Pour une nouvelle gauche !
En même temps, l’indignation mondiale croissante face au massacre génocidaire des Palestinien.ne.s, y compris les protestations croissantes au sein même des États-Unis, est une indication de plus de la persistance d’un potentiel important, en particulier parmi les jeunes, en faveur des causes progressistes telles que l’opposition aux guerres impérialistes et coloniales, au racisme sous toutes ses formes, à l’oppression de genre, au démantèlement néolibéral continu de tous les acquis sociaux obtenus au cours du siècle dernier, au capitalisme lui-même, qui est de plus en plus privé par le néolibéralisme des éléments de justice sociale qui l’avaient adouci pendant quelques décennies, et, enfin et surtout, à la négligence de plus en plus criminelle des gouvernements face au changement climatique et à ses terribles conséquences.

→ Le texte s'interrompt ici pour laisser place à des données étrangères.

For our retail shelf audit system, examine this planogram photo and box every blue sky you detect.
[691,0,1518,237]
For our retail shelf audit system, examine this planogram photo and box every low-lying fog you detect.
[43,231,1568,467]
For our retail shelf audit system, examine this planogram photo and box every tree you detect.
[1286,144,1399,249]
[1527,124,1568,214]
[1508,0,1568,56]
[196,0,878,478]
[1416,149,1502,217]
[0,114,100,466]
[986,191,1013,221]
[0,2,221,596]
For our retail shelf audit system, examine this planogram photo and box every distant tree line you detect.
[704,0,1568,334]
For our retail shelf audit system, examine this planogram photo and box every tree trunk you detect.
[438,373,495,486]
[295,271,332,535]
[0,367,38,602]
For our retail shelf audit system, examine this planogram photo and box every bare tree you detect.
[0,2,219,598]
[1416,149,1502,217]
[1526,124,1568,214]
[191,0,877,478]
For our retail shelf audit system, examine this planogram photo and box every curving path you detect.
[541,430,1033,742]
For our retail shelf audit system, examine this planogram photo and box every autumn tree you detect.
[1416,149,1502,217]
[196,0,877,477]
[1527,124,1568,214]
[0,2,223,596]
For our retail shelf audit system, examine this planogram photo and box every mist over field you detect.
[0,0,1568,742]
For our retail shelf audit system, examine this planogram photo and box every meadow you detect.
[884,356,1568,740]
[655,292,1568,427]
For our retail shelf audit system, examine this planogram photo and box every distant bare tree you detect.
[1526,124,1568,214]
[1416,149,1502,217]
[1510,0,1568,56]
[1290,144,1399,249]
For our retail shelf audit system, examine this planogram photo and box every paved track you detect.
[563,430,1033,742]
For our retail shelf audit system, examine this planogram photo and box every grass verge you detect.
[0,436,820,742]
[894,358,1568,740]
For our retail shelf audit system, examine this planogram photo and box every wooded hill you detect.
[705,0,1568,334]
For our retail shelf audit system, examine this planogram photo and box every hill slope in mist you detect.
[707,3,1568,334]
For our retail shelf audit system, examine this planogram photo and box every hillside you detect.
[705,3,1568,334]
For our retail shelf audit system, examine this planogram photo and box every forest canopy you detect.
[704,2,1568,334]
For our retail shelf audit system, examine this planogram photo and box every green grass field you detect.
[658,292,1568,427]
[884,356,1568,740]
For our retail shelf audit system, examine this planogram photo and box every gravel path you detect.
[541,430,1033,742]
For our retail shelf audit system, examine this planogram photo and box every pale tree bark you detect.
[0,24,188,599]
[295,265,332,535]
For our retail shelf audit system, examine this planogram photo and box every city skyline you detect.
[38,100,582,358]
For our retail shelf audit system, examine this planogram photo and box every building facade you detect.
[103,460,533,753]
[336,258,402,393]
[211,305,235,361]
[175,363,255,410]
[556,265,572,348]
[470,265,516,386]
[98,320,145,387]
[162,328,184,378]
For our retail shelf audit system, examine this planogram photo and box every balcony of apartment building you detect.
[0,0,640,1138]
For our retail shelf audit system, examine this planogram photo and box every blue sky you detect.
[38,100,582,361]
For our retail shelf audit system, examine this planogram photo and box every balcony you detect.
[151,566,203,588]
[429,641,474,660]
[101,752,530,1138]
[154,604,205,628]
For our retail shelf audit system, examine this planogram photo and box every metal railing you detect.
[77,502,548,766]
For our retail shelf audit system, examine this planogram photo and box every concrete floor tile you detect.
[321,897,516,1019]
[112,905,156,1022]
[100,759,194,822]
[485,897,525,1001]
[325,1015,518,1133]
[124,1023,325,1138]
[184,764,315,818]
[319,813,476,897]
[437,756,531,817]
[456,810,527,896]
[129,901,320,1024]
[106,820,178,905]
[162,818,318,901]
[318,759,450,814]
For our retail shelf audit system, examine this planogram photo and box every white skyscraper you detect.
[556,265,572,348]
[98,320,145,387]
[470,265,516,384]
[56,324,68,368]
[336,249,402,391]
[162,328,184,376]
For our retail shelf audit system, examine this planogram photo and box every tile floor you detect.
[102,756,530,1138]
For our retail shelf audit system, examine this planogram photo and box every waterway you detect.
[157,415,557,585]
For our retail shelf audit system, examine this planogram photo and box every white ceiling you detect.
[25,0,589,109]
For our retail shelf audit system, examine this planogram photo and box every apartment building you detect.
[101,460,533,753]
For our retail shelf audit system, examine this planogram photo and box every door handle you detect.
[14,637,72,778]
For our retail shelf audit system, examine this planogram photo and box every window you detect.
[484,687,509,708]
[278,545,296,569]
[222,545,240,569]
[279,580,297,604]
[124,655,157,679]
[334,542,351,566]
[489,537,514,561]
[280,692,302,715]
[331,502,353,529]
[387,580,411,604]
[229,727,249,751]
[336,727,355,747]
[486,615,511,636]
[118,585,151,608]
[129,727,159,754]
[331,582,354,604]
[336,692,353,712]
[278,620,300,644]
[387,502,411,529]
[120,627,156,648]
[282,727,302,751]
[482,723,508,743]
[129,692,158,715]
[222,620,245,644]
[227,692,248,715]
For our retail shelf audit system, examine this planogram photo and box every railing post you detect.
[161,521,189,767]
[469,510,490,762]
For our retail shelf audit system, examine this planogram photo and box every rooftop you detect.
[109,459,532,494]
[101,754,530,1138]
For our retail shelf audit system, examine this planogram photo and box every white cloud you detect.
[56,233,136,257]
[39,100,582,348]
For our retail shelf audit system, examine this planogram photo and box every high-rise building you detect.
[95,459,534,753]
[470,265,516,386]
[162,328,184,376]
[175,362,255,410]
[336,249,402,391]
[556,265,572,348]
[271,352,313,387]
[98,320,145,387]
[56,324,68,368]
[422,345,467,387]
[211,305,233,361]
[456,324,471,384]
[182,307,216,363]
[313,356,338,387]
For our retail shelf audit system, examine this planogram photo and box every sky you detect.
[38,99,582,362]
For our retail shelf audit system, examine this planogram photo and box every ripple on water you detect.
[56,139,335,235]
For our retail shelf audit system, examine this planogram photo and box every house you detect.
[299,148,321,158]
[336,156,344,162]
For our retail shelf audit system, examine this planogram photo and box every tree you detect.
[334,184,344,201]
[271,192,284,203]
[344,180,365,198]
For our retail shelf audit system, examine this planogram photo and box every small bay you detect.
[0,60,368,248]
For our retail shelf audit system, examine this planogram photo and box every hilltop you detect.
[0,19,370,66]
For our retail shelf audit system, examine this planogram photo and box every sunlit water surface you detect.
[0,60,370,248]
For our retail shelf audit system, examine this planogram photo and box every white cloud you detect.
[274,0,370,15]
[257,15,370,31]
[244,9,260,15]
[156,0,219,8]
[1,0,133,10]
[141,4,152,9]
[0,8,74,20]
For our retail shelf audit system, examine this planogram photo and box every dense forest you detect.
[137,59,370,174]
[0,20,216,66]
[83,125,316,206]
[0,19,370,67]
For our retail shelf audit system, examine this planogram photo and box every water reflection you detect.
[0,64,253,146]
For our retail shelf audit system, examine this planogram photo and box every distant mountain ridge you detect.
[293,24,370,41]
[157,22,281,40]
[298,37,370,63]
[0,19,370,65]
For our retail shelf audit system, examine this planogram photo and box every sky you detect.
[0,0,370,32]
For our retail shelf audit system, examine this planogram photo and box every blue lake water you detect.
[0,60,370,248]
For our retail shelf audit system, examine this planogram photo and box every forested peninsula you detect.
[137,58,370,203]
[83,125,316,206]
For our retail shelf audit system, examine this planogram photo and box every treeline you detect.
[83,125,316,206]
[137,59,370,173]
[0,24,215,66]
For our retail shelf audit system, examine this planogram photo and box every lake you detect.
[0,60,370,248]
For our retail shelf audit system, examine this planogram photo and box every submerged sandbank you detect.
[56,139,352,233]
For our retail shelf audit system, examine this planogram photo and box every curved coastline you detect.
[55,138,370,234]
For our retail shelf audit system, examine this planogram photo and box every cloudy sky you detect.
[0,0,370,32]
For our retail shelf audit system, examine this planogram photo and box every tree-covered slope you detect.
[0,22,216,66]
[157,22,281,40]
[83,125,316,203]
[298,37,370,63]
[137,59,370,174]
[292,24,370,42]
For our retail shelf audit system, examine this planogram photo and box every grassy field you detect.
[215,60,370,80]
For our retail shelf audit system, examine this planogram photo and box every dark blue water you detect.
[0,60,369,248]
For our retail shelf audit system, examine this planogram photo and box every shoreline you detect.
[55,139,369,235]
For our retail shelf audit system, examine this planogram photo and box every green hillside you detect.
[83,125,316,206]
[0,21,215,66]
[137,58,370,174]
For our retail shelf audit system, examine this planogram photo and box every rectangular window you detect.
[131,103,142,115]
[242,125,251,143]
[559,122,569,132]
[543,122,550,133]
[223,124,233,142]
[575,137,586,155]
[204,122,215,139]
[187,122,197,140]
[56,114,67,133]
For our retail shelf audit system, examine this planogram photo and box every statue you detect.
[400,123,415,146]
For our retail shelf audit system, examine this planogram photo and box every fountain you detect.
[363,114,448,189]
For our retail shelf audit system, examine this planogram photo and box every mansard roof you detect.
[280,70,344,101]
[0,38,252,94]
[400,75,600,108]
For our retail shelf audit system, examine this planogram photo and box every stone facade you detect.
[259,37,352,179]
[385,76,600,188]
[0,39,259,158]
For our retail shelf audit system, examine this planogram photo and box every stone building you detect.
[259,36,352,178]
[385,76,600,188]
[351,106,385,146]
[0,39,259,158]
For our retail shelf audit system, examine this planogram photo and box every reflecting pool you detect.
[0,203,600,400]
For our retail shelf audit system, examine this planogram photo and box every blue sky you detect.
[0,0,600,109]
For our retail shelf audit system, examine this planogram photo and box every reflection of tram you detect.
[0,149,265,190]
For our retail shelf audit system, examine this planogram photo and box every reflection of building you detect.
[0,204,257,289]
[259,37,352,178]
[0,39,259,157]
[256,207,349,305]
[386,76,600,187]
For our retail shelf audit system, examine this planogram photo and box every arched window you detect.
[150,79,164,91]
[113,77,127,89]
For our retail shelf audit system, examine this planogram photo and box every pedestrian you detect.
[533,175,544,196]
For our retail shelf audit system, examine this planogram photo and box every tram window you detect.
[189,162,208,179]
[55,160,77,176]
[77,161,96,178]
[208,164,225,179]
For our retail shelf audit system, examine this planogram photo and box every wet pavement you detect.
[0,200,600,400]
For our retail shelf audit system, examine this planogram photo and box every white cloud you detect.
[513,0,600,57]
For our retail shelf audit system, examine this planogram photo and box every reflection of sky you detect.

Capter ce potentiel et le canaliser vers des formes organisées qui pourraient considérablement améliorer ses capacités d’action et conférer une nouvelle crédibilité et accorder un nouvel espoir à la lutte pour changer le monde, exigent une réinvention de l’anticapitalisme socialiste, en tirant pleinement les leçons des défaites de la gauche du vingtième siècle et en soldant les comptes de son énorme faillite historique. En somme, pour pouvoir convaincre le plus grand nombre qu’un « autre monde est possible » – le slogan central du mouvement altermondialiste depuis le tournant du siècle – il faut d’abord impérativement montrer en actes, et non seulement en paroles, qu’une autre gauche est possible. Il est donc très urgent que la gauche se réinvente.
Le 15 décembre 2023, traduit par Inprecor et repris par l’auteur le 26 mars 2024. Intertitres de la rédaction.